I tried using KEi + PEi = KEf + PEf, including both KEt and KEr in KEf, and I calculated that KEi = 135J (45J are KEr, and 90J are KEt). I'm not sure if I'm plugging in my values correctly, since I got a translational speed of 3.847, and my answer was wrong.

I used KEi + PEi = KEr + KEt + PEf, which I used 135 + 0 = 45 + (0.5)(5)(v^2) + (5)(9.8)(2), and solved from there. Am I using these values incorrectly?

You have the wrong final rotational kinetic energy. The disk is still rolling when it's at the top of the hill but the angular velocity is not the same as it was before. (If the translational speed is now v, what's the angular speed?)

You would write your final translational kinetic energy in the same manner you wrote your final translational kinetic energy.

If the object has a translational speed of v then what is it's rotational kinetic energy? You already said that the translational kinetic energy would be [itex]\frac{1}{2}(5)(v^2)[/itex] so now write the final rotational kinetic energy in terms of v.
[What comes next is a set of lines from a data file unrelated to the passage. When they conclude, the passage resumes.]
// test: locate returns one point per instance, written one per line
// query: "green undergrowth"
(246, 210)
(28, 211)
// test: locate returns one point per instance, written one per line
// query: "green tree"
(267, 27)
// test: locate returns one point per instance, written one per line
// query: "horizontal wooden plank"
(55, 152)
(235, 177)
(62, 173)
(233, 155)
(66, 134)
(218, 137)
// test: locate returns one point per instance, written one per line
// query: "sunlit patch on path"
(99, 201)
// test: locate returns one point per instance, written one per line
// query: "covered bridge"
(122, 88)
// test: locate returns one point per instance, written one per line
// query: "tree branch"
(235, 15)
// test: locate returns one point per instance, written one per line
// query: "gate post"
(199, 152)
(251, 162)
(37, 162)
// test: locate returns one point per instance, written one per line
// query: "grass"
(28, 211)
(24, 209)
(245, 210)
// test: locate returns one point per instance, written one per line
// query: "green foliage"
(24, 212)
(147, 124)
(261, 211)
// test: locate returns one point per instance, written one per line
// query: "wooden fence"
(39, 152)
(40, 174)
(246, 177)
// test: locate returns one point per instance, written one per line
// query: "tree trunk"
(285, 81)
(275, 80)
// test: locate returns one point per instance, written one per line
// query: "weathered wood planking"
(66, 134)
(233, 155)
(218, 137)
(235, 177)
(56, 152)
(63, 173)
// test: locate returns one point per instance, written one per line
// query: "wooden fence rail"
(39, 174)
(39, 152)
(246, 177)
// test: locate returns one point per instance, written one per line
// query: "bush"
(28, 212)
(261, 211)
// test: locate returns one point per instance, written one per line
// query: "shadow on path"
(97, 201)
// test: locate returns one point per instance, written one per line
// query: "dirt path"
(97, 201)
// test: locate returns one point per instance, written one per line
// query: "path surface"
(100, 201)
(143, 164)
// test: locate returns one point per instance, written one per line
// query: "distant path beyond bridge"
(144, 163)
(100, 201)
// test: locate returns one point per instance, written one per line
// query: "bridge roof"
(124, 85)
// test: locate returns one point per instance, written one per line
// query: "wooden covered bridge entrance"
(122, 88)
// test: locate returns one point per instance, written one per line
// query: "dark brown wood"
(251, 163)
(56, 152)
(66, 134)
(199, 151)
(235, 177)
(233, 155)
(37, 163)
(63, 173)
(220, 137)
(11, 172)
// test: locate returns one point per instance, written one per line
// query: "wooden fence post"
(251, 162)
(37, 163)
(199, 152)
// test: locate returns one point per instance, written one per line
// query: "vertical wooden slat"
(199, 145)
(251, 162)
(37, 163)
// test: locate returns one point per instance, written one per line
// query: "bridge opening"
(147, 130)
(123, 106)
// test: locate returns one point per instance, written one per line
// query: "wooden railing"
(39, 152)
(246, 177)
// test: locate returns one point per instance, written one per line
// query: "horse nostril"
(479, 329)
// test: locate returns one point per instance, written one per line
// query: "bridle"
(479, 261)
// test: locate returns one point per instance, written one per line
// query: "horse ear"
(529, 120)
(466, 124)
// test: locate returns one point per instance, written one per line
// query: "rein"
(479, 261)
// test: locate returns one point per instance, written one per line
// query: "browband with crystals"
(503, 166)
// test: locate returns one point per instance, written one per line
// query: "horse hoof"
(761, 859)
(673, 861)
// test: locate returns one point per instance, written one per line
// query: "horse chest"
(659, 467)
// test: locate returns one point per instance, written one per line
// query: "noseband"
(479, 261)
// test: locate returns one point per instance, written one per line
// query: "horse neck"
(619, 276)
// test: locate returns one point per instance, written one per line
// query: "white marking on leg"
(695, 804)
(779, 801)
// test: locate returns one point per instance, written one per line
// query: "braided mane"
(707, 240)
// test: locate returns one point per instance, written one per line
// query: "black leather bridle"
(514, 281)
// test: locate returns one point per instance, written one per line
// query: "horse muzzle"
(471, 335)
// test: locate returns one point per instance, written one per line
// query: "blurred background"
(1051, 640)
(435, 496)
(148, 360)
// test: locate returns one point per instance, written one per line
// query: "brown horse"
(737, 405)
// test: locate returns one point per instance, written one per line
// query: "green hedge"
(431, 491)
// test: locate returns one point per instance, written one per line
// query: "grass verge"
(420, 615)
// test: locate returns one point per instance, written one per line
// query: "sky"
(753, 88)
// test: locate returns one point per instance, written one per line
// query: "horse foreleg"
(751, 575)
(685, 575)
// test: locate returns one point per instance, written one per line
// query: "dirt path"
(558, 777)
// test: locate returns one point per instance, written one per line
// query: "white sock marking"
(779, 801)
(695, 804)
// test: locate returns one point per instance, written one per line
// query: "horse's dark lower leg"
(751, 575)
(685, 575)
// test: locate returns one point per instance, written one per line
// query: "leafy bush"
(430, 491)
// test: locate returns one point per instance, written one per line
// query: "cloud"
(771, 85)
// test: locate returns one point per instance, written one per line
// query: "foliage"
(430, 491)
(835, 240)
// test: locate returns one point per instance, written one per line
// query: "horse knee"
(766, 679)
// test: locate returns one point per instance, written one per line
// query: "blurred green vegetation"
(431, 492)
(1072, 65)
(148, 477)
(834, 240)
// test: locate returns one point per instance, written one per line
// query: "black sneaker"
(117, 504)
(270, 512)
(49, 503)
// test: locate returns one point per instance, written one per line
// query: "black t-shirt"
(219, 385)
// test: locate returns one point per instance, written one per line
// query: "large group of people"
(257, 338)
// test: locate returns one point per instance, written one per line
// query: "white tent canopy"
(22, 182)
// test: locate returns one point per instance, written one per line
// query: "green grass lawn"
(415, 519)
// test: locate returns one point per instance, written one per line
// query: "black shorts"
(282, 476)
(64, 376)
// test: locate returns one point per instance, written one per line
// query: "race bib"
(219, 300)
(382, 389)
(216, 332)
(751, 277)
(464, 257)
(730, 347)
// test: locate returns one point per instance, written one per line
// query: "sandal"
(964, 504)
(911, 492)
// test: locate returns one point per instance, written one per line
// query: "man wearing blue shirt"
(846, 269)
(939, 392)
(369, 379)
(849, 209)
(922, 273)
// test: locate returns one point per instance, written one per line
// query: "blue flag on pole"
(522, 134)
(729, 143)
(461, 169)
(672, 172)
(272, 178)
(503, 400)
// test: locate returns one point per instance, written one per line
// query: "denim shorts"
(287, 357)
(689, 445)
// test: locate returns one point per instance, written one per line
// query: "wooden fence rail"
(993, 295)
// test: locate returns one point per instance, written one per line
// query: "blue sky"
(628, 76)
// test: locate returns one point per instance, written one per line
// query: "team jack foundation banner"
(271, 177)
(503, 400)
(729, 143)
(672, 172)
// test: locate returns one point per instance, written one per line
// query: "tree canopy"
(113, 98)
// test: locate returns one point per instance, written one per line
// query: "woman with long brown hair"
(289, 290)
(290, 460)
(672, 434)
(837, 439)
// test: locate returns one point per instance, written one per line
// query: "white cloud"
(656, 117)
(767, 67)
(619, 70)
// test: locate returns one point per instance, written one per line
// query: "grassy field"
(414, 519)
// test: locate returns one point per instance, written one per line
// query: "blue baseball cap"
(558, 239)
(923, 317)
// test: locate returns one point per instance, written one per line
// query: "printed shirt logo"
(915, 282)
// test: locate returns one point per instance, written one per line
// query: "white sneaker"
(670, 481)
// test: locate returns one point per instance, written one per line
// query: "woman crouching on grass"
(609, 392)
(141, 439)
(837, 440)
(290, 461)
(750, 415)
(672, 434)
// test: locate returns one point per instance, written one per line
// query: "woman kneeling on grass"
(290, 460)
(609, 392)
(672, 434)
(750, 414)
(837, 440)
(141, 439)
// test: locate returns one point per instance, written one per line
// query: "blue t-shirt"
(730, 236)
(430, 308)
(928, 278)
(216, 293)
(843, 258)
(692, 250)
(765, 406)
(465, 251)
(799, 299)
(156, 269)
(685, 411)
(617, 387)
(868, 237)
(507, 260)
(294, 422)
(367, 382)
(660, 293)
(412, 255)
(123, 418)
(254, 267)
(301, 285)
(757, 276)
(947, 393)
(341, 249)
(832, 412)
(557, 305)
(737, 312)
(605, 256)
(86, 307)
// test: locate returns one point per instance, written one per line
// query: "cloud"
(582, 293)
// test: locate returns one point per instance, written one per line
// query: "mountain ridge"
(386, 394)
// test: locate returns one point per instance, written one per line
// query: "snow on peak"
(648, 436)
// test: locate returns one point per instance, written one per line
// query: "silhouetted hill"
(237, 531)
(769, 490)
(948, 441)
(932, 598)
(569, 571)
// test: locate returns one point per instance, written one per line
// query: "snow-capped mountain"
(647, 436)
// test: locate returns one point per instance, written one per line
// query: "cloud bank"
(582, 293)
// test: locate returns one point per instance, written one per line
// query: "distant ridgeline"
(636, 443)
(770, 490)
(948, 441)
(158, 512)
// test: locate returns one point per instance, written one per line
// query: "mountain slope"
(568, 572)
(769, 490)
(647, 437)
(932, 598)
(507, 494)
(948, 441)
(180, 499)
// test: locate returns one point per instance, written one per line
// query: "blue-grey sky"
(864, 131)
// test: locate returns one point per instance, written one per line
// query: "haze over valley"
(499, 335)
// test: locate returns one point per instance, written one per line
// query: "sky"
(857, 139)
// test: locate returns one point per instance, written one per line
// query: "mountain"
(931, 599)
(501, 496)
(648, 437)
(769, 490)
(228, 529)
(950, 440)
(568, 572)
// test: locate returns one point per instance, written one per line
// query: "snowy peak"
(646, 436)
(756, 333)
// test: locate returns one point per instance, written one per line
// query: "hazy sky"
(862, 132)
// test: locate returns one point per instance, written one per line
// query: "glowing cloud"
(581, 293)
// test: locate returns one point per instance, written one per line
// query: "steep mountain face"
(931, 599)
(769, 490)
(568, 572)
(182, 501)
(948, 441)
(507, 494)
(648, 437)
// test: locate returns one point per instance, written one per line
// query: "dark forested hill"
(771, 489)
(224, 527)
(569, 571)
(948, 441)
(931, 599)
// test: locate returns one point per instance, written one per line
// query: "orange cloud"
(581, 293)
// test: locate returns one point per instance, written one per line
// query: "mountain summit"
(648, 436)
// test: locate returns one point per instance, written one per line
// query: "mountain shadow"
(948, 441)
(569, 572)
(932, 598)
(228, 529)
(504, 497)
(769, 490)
Do you mean I should write my final rotational kinetic energy in the same way? Sorry, I am getting lost, since your previous 2 posts seem to be about 2 different things wrong with the problem. Would you be able to clarify what you are referring to?

LOL I just figured that out...so w = 4.148, and then I plug that into v=rw to get v, which is 2.4888? Eek...these answers are wrong! Did I do something wrong?